As I’ve said before (just last week, matter of fact), for a kid, Halloween is all about the candy. Sure, getting to dress up as your favorite monster or movie character is pretty cool, but it’s only a means to an end. As Garfield says in Garfield's Halloween Adventure:
"Halloween's my kind of a holiday. It's not like those other, stupid holidays. I don't get pine needles in my paws. There's no dumb bunnies, no fireworks, no relatives. Just candy. Boom! You go out, you get candy. It's as simple as that."
Or to put it more succinctly: Candy, candy, candy, candy, candy!
If Halloween is the time for candy (…candy, candy, candy…sorry! Gotta get ahold of myself), then childhood is the time for pushing boundaries (and buttons, as well), of testing your mettle to see what you are capable of. Certainly, watching horror movies was a way of pushing myself into unfamiliar and uncanny territory. Sure, I saw Halloween II and survived, but could I stand to watch The Beast Within?
And if I could take The Beast Within, could I stomach The Thing?
In addition to being able to watch the goriest movies on HBO, one of the other badges of honor you earned as a kid in my neighborhood was hitting every house during trick-or-treating.

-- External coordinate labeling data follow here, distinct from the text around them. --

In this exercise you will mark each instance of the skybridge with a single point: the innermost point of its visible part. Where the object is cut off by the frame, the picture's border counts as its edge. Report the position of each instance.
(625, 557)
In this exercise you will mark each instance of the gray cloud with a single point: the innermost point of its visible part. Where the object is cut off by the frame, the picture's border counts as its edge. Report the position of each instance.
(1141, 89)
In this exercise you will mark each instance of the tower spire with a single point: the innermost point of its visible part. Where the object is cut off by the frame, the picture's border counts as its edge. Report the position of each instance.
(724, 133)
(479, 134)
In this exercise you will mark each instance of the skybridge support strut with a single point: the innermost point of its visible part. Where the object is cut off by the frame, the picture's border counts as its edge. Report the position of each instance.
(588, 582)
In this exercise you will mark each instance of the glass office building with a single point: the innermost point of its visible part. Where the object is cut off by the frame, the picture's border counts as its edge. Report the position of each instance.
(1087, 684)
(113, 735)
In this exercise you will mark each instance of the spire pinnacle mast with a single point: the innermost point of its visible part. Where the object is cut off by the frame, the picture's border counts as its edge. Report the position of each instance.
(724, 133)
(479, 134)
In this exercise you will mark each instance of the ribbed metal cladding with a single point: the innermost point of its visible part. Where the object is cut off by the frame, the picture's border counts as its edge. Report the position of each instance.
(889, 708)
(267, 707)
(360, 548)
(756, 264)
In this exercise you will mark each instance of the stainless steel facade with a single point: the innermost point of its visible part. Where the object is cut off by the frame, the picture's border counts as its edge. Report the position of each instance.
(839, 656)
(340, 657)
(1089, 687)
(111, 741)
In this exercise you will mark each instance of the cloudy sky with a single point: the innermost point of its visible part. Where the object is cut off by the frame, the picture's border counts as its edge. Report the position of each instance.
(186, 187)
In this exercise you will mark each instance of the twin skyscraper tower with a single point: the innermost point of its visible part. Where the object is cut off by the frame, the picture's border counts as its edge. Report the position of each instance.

I grew up in a housing plan in Western Pennsylvania. All of the homes looked vaguely similar. There was probably a half-dozen or so different layouts, and each house was a variation on one of those themes. Even though it was a small plan – everything sat in less than a quarter of a square mile of hilly land – on Halloween night, it became a 200-house death march that tested the intestinal fortitude of the heartiest trick-or-treater.
But not every trick-or-treater was able to run the gauntlet. First, you had to be old enough to go out on your own. Second, you had to have stamina. There was no way my dad was gonna agree to go trudging up and down the streets with me. We usually went up one side of our street until it ended at a T-intersection, then turned around hitting the opposite side until we got back home. After those 30 or so houses, I was pooped.
As I got older, though, I could talk my dad into following me as I hit the Pinehurst loop. That added another 30 houses to the total, but it still wasn’t the entire plan. As I circled back to our street, I looked up as Pinehurst continued on, and I could see all those houses and imagine all that candy…
…candy, candy, candy, candy…
Sorry…
Finally, I was old enough to go out with my friends without parental supervision one year. It was time for us to tempt fate and attempt the impossible.
Like The Thing, I wish this story had a happy ending.
Things started off well. We made it up our street and around the Pinehurst loop. Soon, we were crossing over to new territory, to those houses we’d never been to before. But then I noticed that we had begun to slow down. We weren’t hitting the houses at quite the same machine-gun, rapid-fire rate. Then, one or two of us (I shan’t name names!) bolted to head back home or to hang out at a friend’s house. Those who remained soldiered on as best we could.
But then, the final indignity happened. We discovered that people ran out of candy and closed up shop quite early! We found fewer and fewer houses with their front porch lights on – the universal signal that trick-or-treaters were welcome. After passing the dozenth or so dark house, we gave up and headed home. We all knew people – older siblings of friends, for instance – who had bragged of trick-or-treating at every house. Those people couldn’t be…liars, could they?
I went home, cold, disappointed, and slightly wiser of the ways of the world. I still had taken in a pretty good haul, and there isn’t much in life that is so upsetting that a few Kit Kats and Charleston Chews can’t smooth over. But I never tried to run the gauntlet again, and when I heard of other kids, before and after my time, bragging of the feat, I just looked at them and nodded conspiratorially. You can’t kid a kidder, after all.